Motorola g50: All the phone I need

I am not one for buying the latest flagship mobile phone. My phone is a tool and not a status symbol. I have never owned an iPhone as I never really got into Apple stuff. The things I use my phone for are mainly:

  • Some photography, but it is mainly snaps as memories and, of course, to use online.
  • Listening to podcasts.
  • General internet use, including Hive via @ecency.
  • Logging my running, but my Garmin watch does the actual tracking.
  • Some streaming, but that is usually to a Chromecast on the TV as I like a decent size screen.
  • The occasional phone call.

My last couple of phones have been from Motorola who give you a pretty vanilla Android experience. They have served me well, but the last one (a G6) eventually locked up and was not getting updates anyway. So in January I bought a Moto g50 for £159.

There were cheaper phones available, but this offered:

  • 5G.
  • Long battery life.
  • Reasonable cameras.
  • 64GB of storage.


This phone has a few firsts for me. It has USB C, which at least removes the problem of trying to insert the cable the wrong way around. It also has a screen filling the front with a camera notch. This meant learning the gestures to navigate. I do not really like that phones keep getting bigger, but there do not seem to be many that fit better in the hand.


The back has the, now obligatory, multiple cameras and fingerprint sensor. You can see photos I have taken in my recent posts. The cameras seem pretty good. I have found my previous Motorola did well in low light and this does too, so I rarely use the flash.


The macro mode is good for getting in close.

I have no real issues with performance. All the apps I need run fine. I do not tend to play games on my phone and maybe some of those need a faster processor. So far I have only used half the storage with apps and media. It is possible to add an SD card for more.

The battery life is excellent. It can last a couple of days with normal use, so I would not need to worry about running out.

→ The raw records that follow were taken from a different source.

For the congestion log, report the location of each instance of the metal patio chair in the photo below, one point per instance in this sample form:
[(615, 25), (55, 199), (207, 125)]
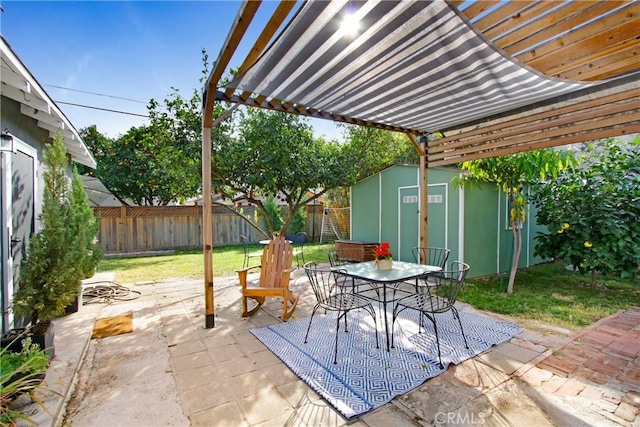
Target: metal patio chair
[(439, 297), (334, 294)]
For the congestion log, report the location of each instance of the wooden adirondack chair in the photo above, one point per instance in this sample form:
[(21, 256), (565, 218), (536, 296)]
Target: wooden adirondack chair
[(277, 259)]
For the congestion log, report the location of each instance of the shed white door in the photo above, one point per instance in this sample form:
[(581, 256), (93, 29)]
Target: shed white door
[(410, 216)]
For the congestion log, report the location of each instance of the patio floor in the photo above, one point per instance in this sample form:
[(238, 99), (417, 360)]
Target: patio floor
[(172, 371)]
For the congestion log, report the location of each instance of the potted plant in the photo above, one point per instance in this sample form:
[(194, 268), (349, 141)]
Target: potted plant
[(20, 372), (383, 256), (51, 273)]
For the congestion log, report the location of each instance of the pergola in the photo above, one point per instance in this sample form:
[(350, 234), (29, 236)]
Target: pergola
[(493, 77)]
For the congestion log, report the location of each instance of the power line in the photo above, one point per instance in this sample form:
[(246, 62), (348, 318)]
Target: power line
[(102, 109), (98, 94)]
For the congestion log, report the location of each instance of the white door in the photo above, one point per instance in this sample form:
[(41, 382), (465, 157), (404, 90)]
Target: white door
[(18, 218)]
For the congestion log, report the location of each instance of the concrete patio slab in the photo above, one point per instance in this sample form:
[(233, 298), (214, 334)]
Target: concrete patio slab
[(172, 371)]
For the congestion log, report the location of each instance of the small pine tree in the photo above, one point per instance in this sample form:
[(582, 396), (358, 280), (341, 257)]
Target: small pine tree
[(50, 274)]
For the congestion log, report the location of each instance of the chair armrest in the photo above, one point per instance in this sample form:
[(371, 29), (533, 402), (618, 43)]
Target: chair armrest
[(242, 274)]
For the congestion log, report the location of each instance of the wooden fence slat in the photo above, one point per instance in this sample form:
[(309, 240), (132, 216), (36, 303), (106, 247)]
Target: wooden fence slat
[(155, 228)]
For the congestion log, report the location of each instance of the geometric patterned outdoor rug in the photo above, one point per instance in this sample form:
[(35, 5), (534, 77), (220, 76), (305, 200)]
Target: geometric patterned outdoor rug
[(366, 377)]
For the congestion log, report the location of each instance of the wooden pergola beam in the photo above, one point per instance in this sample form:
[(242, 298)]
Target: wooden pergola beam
[(566, 116), (243, 19), (555, 142)]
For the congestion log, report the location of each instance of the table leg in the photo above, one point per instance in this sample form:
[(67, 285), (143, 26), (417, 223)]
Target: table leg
[(384, 307)]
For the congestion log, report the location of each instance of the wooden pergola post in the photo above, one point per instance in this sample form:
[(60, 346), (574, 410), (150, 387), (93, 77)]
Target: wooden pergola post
[(421, 149), (424, 197), (207, 227)]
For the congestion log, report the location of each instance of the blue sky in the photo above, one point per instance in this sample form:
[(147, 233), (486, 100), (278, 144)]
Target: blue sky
[(128, 49)]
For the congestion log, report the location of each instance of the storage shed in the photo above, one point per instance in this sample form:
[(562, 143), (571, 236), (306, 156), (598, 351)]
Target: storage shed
[(470, 221)]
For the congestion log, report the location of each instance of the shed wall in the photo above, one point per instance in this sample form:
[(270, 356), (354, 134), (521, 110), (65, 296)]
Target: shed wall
[(471, 222)]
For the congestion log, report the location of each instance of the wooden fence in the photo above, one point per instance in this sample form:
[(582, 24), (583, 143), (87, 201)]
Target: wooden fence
[(130, 229)]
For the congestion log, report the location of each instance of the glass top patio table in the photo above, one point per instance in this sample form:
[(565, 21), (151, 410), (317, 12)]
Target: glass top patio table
[(400, 272)]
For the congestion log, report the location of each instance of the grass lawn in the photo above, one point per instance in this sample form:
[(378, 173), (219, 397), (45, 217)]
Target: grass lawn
[(549, 293), (552, 294), (190, 263)]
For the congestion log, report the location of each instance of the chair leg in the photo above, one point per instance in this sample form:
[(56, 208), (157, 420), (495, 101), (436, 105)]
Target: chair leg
[(245, 311), (285, 300), (457, 316), (375, 323), (435, 328), (335, 347), (310, 320)]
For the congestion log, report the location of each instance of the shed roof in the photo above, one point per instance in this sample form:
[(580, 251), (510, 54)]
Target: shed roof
[(494, 76)]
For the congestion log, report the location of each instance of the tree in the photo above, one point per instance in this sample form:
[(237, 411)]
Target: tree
[(85, 226), (593, 212), (51, 273), (277, 153), (157, 163), (373, 150), (511, 173)]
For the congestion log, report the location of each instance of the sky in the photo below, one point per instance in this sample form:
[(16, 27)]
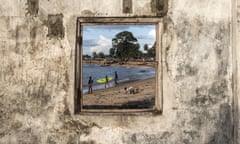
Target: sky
[(98, 38)]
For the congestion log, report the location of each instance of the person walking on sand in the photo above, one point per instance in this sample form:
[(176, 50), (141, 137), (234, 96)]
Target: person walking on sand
[(116, 78), (106, 81), (90, 83)]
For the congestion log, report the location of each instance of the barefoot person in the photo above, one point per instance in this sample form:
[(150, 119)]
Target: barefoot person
[(106, 81), (116, 78), (90, 83)]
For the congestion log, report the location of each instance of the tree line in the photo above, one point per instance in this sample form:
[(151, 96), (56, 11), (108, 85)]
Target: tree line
[(125, 46)]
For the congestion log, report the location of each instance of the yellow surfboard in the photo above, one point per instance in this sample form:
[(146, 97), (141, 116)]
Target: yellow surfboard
[(103, 80)]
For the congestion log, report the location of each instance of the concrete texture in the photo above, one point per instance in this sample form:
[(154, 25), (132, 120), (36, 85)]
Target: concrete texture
[(37, 73)]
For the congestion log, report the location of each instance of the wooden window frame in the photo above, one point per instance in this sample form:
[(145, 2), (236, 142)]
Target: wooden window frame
[(81, 21)]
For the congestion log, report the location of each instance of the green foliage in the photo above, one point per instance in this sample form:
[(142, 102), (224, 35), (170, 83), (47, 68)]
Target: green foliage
[(98, 55), (151, 51), (125, 46)]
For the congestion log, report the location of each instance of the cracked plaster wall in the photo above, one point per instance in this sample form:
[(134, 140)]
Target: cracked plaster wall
[(36, 76)]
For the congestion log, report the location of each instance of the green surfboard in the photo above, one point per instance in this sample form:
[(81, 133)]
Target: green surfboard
[(103, 80)]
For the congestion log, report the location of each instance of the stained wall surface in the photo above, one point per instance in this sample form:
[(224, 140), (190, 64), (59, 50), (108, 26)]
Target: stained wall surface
[(37, 75)]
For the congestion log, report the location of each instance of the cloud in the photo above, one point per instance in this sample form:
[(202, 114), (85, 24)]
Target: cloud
[(106, 27), (89, 42), (152, 33), (103, 45)]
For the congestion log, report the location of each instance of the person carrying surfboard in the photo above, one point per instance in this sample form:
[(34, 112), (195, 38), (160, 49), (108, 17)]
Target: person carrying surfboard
[(116, 78), (90, 83), (106, 82)]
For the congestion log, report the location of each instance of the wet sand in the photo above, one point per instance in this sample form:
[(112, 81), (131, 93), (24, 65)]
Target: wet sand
[(117, 98)]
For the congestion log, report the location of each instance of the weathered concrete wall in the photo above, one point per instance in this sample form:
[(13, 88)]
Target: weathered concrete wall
[(36, 75)]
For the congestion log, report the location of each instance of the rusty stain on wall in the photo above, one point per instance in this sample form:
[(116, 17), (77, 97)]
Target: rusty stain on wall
[(55, 26), (32, 7)]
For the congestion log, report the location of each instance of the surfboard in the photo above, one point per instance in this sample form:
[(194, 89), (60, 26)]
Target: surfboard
[(103, 80)]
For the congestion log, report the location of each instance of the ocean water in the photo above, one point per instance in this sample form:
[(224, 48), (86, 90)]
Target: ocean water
[(125, 74)]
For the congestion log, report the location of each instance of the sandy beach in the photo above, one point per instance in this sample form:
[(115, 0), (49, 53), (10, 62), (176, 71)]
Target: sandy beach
[(117, 98)]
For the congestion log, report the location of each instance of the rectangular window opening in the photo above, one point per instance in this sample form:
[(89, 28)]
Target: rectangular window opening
[(118, 65)]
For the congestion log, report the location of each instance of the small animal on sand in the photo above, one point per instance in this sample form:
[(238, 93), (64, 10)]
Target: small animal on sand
[(131, 90)]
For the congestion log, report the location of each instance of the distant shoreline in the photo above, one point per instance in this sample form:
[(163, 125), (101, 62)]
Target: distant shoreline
[(116, 96), (126, 64)]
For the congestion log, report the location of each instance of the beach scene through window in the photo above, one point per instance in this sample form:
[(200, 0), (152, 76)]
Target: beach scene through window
[(118, 66)]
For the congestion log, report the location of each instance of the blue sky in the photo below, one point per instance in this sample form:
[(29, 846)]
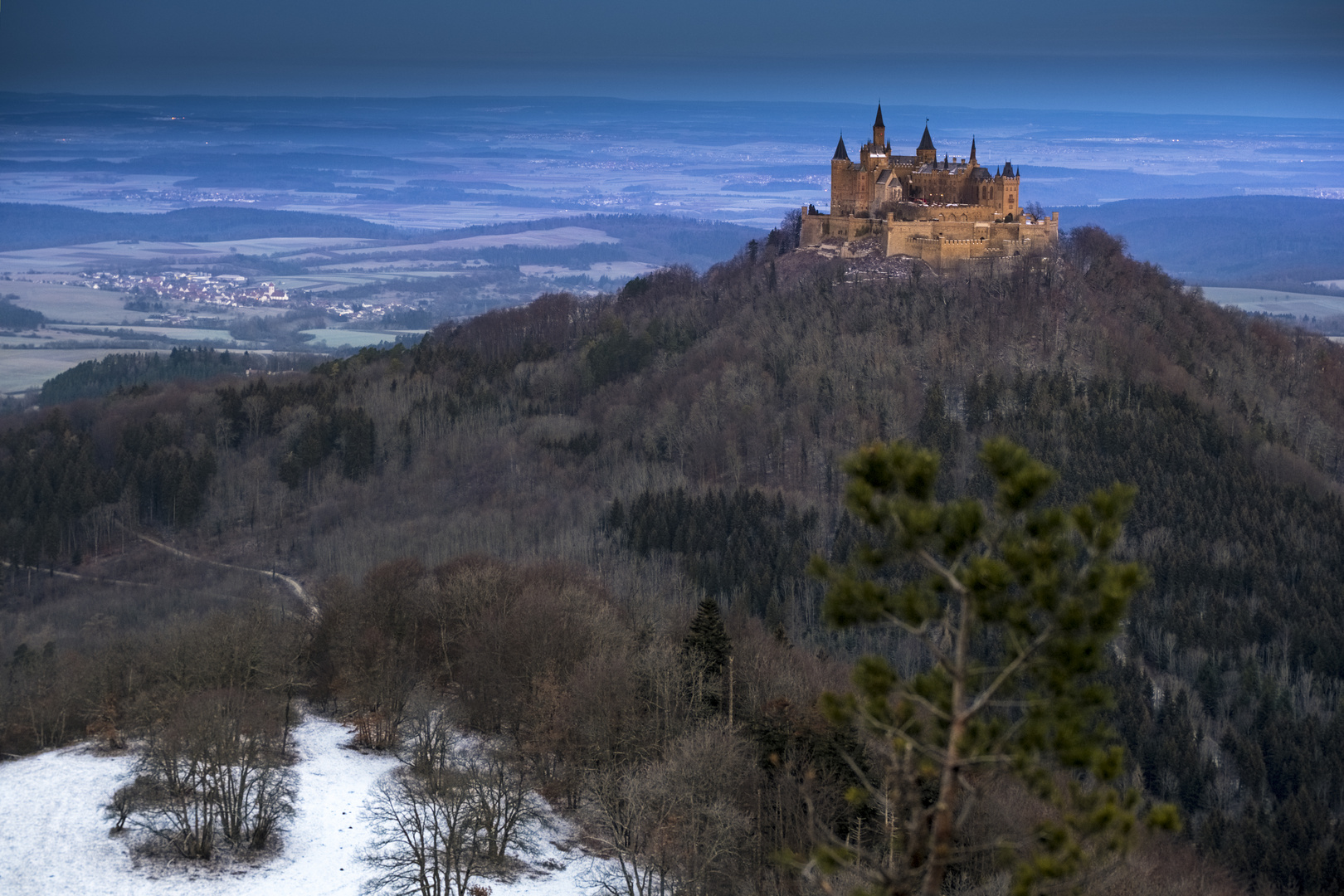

I do not think the battery is replaceable without special tools. The phone is partially waterproof, but I will not test that too much. It has a proper headphone jack,

After two months I am still very happy with this phone. It is nothing fancy, but I do not feel like I am missing out on anything. I hope it will last me a few years. I will replace it when it either breaks or becomes a security risk through lack of updates. I do not bother buying special phone insurance as I can afford to write off the cost. If I were paying £800 for a phone I might think otherwise. I just do not want to have that much money in my pocket and I might get paranoid about dropping or losing it.